La figure narrative d’une IA autonome qui se fait menaçante a connu de nombreuses formes depuis la « Machine » du roman Le Monde des non-A de van Vogt (1945) ou l’ordinateur HAL du film 2001 – L’Odyssée de l’espace de Stanley Kubrick (1968) jusqu’au marionnettiste du manga cyberpunk Ghost in the shell de Shirow (1991). Le thème s’est répandu et c’est aujourd’hui la franchise Mission impossible qui s’en saisit.

Alors que la sixième conférence annuelle internationale interdisciplinaire sur les enjeux de l’IA (ACM FAccT 2023) se termine à Chicago, rappelant les dangers potentiels d’une utilisation incontrôlée de cette dernière, notamment via une étude sur les risques associés aux conseils donnés en finance par les « robots conseillers », aller voir un film d’été peut paraître comme une façon de se tenir loin de ces problématiques. Pourtant, l’intrigue du septième opus de la franchise Mission impossible – Dead Reckoning (2023), peut-être par un sens commercial aigu des enjeux du moment, plonge les protagonistes dans l’exact débat de la conférence FAccT, et y introduit une proposition originale.

Comme le rappellent les propos liminaires de la conférence FAccT, les systèmes algorithmiques sont adoptés dans un nombre croissant de contextes, alimentés par des données massives (« big data »). Ces systèmes filtrent, trient, notent, recommandent, caractérisent et façonnent l’expérience humaine, prenant de plus en plus de décisions dont l’impact se révèle majeur sur, par exemple, l’accès au crédit, l’assurance, les soins de santé, la liberté surveillée, la sécurité sociale ou même l’immigration.

Bien que ces systèmes apportent un grand nombre d’avantages pratiques, il est connu qu’ils comportent également des risques associés tels que la codification et l’enracinement des préjugés ou la réduction de la responsabilité individuelle. Un danger apparaît en particulier, celui de voir naître des fictions créées par l’IA totalement déconnectées des réalités du monde sensible. On pourrait voir ces fictions comme des sortes de « fantasmes » de l’IA qui ont ensuite une influence sur le monde réel. L’étymologie du mot « fantasme » étant la même que celle du mot « fantôme », du fantasme de l’IA au fantôme dans la machine, il n’y a qu’un pas. Mission impossible – Dead Reckoning le franchit et nous entraîne, avec Ethan Hunt (Tom Cruise) et son équipe IMF (la « Force Mission impossible »), dans une course poursuite effrénée à la recherche du fantôme de la machine, la « conscience » de l’IA.

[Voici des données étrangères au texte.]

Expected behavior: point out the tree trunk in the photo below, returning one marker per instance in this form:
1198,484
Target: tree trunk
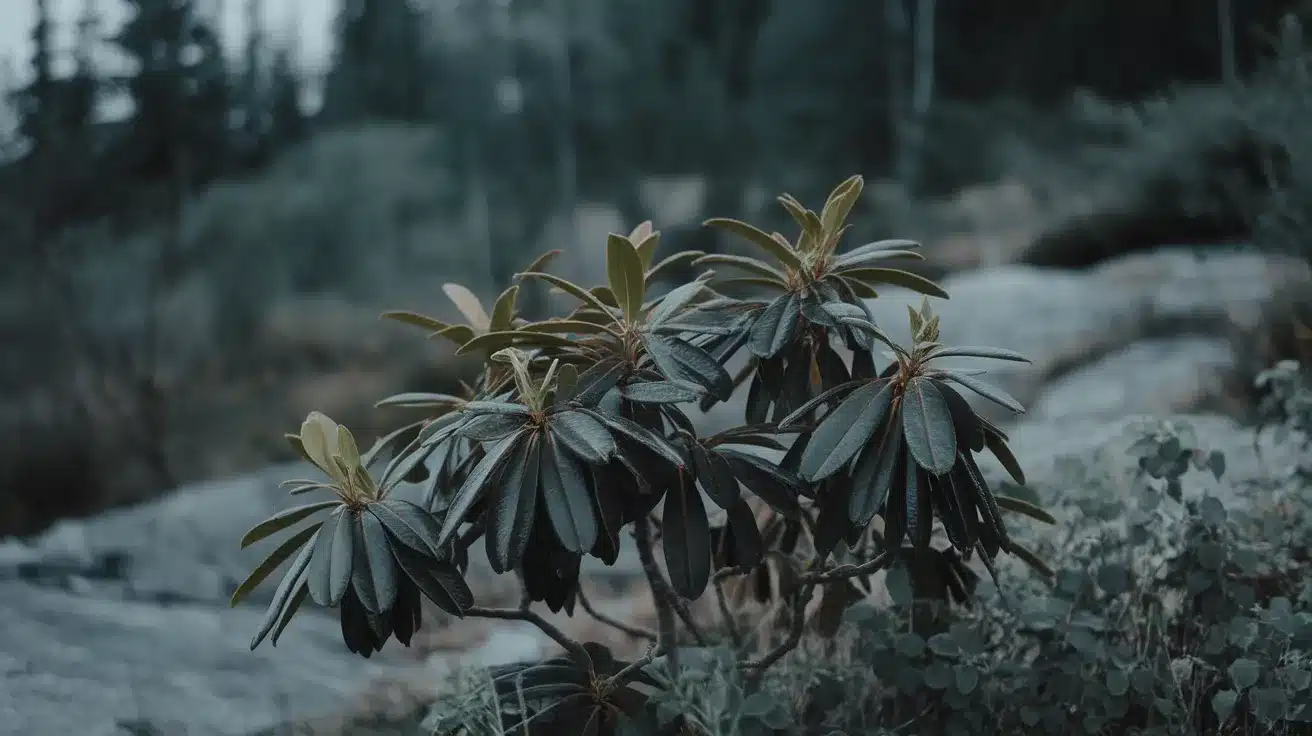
896,29
1226,22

Le « fantôme dans la machine »

Le « fantôme dans la machine » est une expression imaginée par le philosophe Gilbert Ryle (1900-1976) introduite en 1949 dans son ouvrage La Notion d’esprit. Pour une critique des concepts mentaux (trad. Suzanne Stern-Gillet, Paris, Payot, 2005) afin de désigner, suivant la conception cartésienne, l’ « esprit » qui habiterait dans un « corps ». Cette même expression est entendue au tout début de Mission impossible – Dead Reckoning lors d’une réunion de crise qui se tient au siège de la CIA. L’un des participants explique que l’ordinateur de bord du sous-marin russe Sébastopol qui croisait sous la banquise en mer de Béring a pris le contrôle des systèmes électroniques du vaisseau pour détruire tous ses occupants et le couler. L’ordinateur se serait en quelque sorte « rebellé » contre ses utilisateurs et concepteurs, les auraient induits en erreur en faisant croire qu’un sous-marin américain croisait dans les parages et avait tiré des torpilles sur le navire russe, amenant les Russes à lancer à leur tour une torpille pour se défendre. Au moment où la torpille russe allait atteindre le sous-marin américain, celui-ci – et les torpilles menaçantes – disparaissent soudainement. L’équipage russe comprend alors qu’il s’agissait d’images électroniques créées par l’ordinateur de bord du Sébastopol et qu’il n’y avait aucun navire américain dans les parages. Trop tard, car l’ordinateur de bord oriente alors la torpille russe contre le navire même qui l’a lancée, le coulant sous la banquise et le faisant échouer dans les hauts-fonds de la mer de Béring.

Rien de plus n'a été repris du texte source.